Responsibilities
Administration
- Perform installation, uninstallation, and modification of software, patches, and system components.
- Review and analyze monthly compliance reports (provided by customer) to create mitigation and resolution action plans.
- Execute server OS patching, including remediation and rollback for failed patches, as well as patch deployment for critical Common Vulnerability and Exposure (CVE) issues.
- Conduct server and hardware firmware upgrades as part of lifecycle management.
Problem Management
- Isolate, diagnose, and troubleshoot system-related incidents.
- Coordinate service incident management to ensure timely resolution and communication.

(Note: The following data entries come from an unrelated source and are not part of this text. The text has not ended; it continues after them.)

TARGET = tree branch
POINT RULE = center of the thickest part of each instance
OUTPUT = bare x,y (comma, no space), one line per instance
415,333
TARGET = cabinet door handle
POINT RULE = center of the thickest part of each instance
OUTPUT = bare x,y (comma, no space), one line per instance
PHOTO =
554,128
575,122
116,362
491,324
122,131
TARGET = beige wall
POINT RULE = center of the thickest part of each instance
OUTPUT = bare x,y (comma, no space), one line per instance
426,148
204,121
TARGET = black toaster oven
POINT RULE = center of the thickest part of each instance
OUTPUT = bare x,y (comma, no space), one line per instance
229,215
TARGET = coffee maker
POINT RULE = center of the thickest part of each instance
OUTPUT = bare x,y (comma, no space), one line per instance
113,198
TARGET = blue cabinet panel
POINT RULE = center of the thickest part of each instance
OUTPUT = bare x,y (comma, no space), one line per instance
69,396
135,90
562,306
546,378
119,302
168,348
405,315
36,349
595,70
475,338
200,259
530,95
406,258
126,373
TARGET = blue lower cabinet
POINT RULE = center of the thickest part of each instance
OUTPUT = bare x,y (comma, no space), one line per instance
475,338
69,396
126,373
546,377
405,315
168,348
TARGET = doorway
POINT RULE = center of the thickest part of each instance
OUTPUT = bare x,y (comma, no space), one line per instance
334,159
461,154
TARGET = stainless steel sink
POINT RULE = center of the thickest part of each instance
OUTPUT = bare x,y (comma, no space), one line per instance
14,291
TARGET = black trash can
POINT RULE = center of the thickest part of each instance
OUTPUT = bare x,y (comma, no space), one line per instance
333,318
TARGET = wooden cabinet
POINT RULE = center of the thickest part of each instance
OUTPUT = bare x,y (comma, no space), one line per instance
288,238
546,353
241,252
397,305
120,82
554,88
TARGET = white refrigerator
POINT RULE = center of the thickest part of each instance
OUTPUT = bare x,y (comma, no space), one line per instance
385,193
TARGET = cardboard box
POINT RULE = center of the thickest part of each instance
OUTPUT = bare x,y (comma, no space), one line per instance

- Raise and manage service requests on behalf of the customer when required.
- Participate in root cause analysis (RCA) reviews and provide technical insights for preventive measures.
- Review monthly system logs, identify anomalies, and highlight issues with supporting justification for Authority investigations where applicable.
- 4–5 years of experience in IT Operations, including OS upgrades, patching, and hardware/software lifecycle management.
- Hands-on experience with NVIDIA Base Command Manager for GPU cluster administration.
- Working knowledge of Kubernetes and NVIDIA GPU Operator.
- Experience with NVIDIA AI Enterprise solutions.
- Strong analytical, troubleshooting, and incident management skills.
- Ability to deliver professional, structured reports and technical findings.